# Controlling fire ants



## supermom (Feb 24, 2009)

How do you get rid of fire ants in the pens and fields where your goats live? I'm concerned the kids will nibble the poison, but I don't know of anything else that really works.

Thanks.
Monica


----------



## doublebowgoats (Mar 6, 2008)

Boric acid is supposed to be good but I don't know the particulars on how to use it.


----------



## Sondra (Oct 25, 2007)

I wouldn't use boric acid out where anyone might eat it. I use DE and except that you have to redo after rain it works here and can even feed it to animal so won't hurt any of them


----------



## Sheryl (Oct 27, 2007)

Yep DE here too. and believe it or not sometimes grits...uncooked work. also sometimes cornmeal. supposidly the eat the cornmeal and it expands...same with the grits. But I always use DE even if I do mix the other stuff with it. I have had more success with DE.

Sheryl


----------



## Rose (Oct 26, 2007)

Orthene Fire Ant powder. Stinks very bad. Kills fire ants very well.


----------



## mamatomany (Aug 7, 2008)

IMO nothing kills them...they just move out  If you treat your entire yeard with stuff they will go to the neighbors


----------



## Sheryl (Oct 27, 2007)

:rofl :rofl :rofl that is probably true. They don't like being distrubed or messed with, so if you do a lot of that treating the ant piles, they just move on. :rofl :rofl


BTW I have been told making a hole in the center of the mound and pouring boiling water kills them too.

Sheryl


----------



## deJardine (Apr 29, 2009)

I am so glad we don't have those little things here in California! My cousin in TX used to stick a fire cracker in a fire ant hill and "kabooey" Lol.
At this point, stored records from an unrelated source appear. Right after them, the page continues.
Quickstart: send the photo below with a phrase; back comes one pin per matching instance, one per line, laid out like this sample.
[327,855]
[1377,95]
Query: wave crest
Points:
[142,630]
Does baking soda work? The DE is a great idea.


----------



## supermom (Feb 24, 2009)

I am pretty sure if we stuck some TNT in a fire ant mound, we'd just have fire ants spread out everywhere....sure wouldn't want that :nooo . We did consider a fire cracker in a hole in our chicken house the other day when we saw a snake go down there. Instead we flooded it and a 6 footer came out. ICK!

Monica


----------



## Theresa (Oct 26, 2007)

Bleach will kill them. You can pour it around the hill and then on the hill and it will kill them. I don't think that would hurt the goats unless they drank it.
Theresa


----------



## Madfarmer (Nov 18, 2008)

There's a product called something like "Ant-i-dote" (Google it) It's a parasite that burrows into their li'l heads & eats their brains, which I think is particularly charming! Since its a parasite, its going to take some time to work, but the upside is it won't harm anything else. Orange oil will send them packing, also.

Tom


----------



## Sheryl (Oct 27, 2007)

yep I forgot about the orange oil! just don't get it on anything with paint...it'll start peeling, and it will burn up plants ifyou get it on the leaves full strength. :rofl

Sheryl


----------



## NubianSoaps.com (Oct 26, 2007)

We use one of the may one time baits all over the yards, around the barns and around the gardens once a year. With them taking diazinon off the market couple of years ago, nothing works as well as it did. By poisoning around the barn prekidding we don't have many ants in the barn.

I let them be as long as they are not where I frequent, and like all things, stinging nettle, bull nettle and fireants, it's something that bothers new people more, it's hard to remember to show everyone how to stay out of it. You don't stand in fresh sand...it's not sand it's a fireant mound. Right now mine is wasps and hornets, killing their new homes before they finish making them, which is always on my buck gate! Vicki


----------



## buckrun (Mar 7, 2008)

We have tried everything we have ever heard of to actually kill the mounds and it is true that most things just make them move to another location and in fact start more than one new location. The only thing that actually seems to work is the fire ant bait that has the hormone disrupter in it. Expensive but when looking around at pastures with a mound every square yard I am willing to pay. Trouble is this year it has been to wet to put it out. They will not eat it if it gets wet. grrrrrrr

Supposedly the USDA has released some parasitic wasps that target these ants but I have seen no sign of them yet. Sposed to be moving out from the release area at one mile radius per year. HURRY UP!!!